The second dataset (35 image acquired with a Nikon D3100, sensor size 23.1 × 15.4 mm, 18 mm nominal focal length) concerns two spans of a three floors building (6 × 11 m) characterized by some arches, pillars, cross vaults and plastered walls with uniform texture. The camera was moved along the porticoes, with some closer shots of the columns (Figure 11). With this dataset we report how color balancing and denoising methodologies help improving the bundle adjustment and dense matching procedures. The accuracy evaluation of the dense matching results is done using a Terrestrial Laser Scanning (TLS) survey as reference (a Faro Focus3D was employed). Three regions (Figure 12A1–A3) are identified and compared with the photogrammetric dense clouds. The average image GSD (Ground Sample Distance) in the three regions of interest is ca. 2 mm but the dense matching was carried out using the second-level image pyramid, i.e., at a quarter of the original image resolution. Therefore, in order to have a reference comparable to the dense matching results, the range data are subsampled to a grid of 5 × 5 mm.

6.2.1. Color Balance Results

The results of the orientation and dense matching steps are reported in Table 2. The color balancing procedure generally helps in increasing the number of oriented images, except with PS where the dataset is entirely oriented at every run. Furthermore, it helps in deriving denser point clouds.

6.2.2. Image Denoising Results

The denoising methods are coupled to Matlab RGB2GRAY and Wallis filtering before running the automated orientation and matching procedures. The achieved adjustment results, according to the different denoising methods, show that more images can be oriented (Table 3) and denser point clouds can be retrieved (Table 4).

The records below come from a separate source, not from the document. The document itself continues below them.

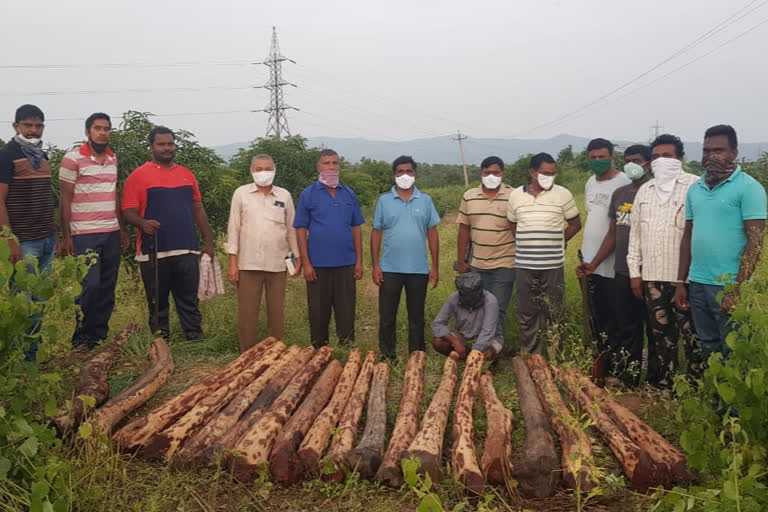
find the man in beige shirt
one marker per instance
(259, 236)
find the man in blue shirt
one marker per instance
(406, 220)
(725, 214)
(327, 223)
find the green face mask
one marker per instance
(599, 167)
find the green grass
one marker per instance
(108, 481)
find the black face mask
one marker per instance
(470, 288)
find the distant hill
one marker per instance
(444, 150)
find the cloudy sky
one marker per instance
(393, 70)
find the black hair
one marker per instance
(666, 138)
(723, 129)
(491, 160)
(29, 112)
(539, 159)
(403, 159)
(600, 144)
(639, 149)
(93, 117)
(160, 130)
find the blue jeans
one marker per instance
(710, 323)
(43, 250)
(498, 281)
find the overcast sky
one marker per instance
(394, 69)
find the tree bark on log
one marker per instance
(93, 381)
(160, 369)
(313, 444)
(463, 457)
(256, 444)
(137, 433)
(195, 448)
(670, 461)
(164, 445)
(427, 446)
(344, 440)
(366, 456)
(577, 454)
(274, 387)
(497, 453)
(284, 463)
(407, 423)
(537, 470)
(636, 462)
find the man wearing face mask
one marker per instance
(598, 192)
(725, 214)
(91, 221)
(260, 235)
(625, 357)
(654, 250)
(475, 313)
(405, 220)
(538, 211)
(483, 222)
(328, 220)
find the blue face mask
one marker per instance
(634, 171)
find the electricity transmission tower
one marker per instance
(277, 125)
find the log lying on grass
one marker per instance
(344, 440)
(638, 465)
(463, 457)
(497, 453)
(165, 444)
(194, 449)
(254, 447)
(407, 422)
(366, 456)
(284, 464)
(160, 369)
(576, 447)
(427, 446)
(669, 460)
(537, 470)
(266, 398)
(136, 433)
(314, 442)
(93, 381)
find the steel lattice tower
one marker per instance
(277, 125)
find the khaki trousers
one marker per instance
(253, 283)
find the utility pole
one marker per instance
(459, 137)
(277, 124)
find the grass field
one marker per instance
(106, 481)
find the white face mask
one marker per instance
(491, 182)
(545, 181)
(263, 178)
(405, 181)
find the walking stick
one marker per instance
(588, 329)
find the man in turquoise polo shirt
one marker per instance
(725, 214)
(405, 220)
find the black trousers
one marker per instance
(334, 290)
(97, 298)
(389, 301)
(179, 275)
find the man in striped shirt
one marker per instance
(90, 221)
(538, 212)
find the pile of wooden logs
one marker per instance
(300, 413)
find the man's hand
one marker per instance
(377, 275)
(309, 272)
(150, 226)
(434, 277)
(681, 297)
(636, 283)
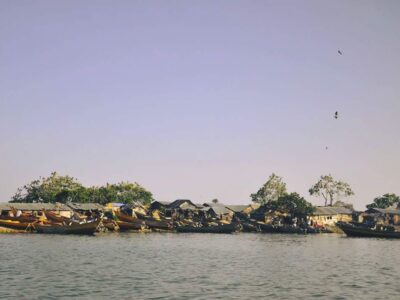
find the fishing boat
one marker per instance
(158, 224)
(361, 230)
(22, 218)
(56, 217)
(16, 225)
(124, 217)
(73, 228)
(249, 227)
(125, 226)
(111, 225)
(223, 228)
(288, 229)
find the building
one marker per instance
(218, 210)
(84, 208)
(386, 216)
(329, 215)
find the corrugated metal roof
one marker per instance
(389, 211)
(218, 208)
(332, 210)
(34, 206)
(184, 203)
(85, 206)
(237, 208)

6.2.3. Color-to-Gray Results

The color-to-gray conversion (coupled with the Wallis filtering) shows how algorithms are differently affecting the BA procedure (Table 5) as well as the dense matching results (Table 6). It can be generally noticed that the proposed BID method allows retrieving a larger number of oriented images, a better re-projection errors and denser point clouds.

6.3. Dataset 3

The last dataset (265 images acquired with a Nikon D3100, sensor size 23.1 × 15.4 mm, 18 mm nominal focal length) regards a three floors historical building (19 m height × 10 m width), characterized by arcades with four arches, columns, cross vaults and plastered walls with uniform texture. The camera was moved along the porticoes, with some closer shots of the columns and of the vaults (Figure 13). The dataset is used to show how the various steps of the proposed pre-processing pipeline positively influence the 3D reconstruction procedure. Table 7 reports the achieved image orientation results without and with pre-processing. The developed methods (CBM3D-new for the noise reduction and BID for the color-to-gray conversion) allow orienting larger numbers of images.

The dense matching procedure is then applied starting from the orientation results achieved in Photoscan results (Table 8). In this case, it is also shown how an appropriate pre-processing procedure allows deriving denser point clouds. The point density distribution for the different dense clouds (named Local Density Computation) was estimated. The density has been computed using a tool able to count, for each 3D point of the cloud, the number of neighbors N (inside a sphere of a radius R, fixed at 20 cm). The results of the Local Density Computation (shown as color-coded maps and histograms) show that the successive combination of the proposed pre-processing methods gradually achieve, beside an increasing amount of 3D points, a higher density and a more uniform distribution of points.

7. Conclusions

The paper reported a pre-processing methodology to improve the results of the automated photogrammetric pipeline for 3D scene reconstruction. The developed pipeline consists of color balancing, image denoising, color-to-gray conversion and image content enrichment. Two new methods for image denoising (CBM3D-new) and grayscale reduction (BID) were also presented. The pipeline was evaluated using some datasets of architectural scenarios and advantages were reported. From the results in Section 6, it is clear that the pre-processing procedure, which requires very limited processing time, generally positively influences the performances of the orientation and dense matching algorithms. The evaluation shows how the combination of the various methods is indeed helping in achieving complete orientation results, sometimes better BA re-projection errors (although it is not a real measure of better quality) and, above all, denser and complete 3D dense point clouds.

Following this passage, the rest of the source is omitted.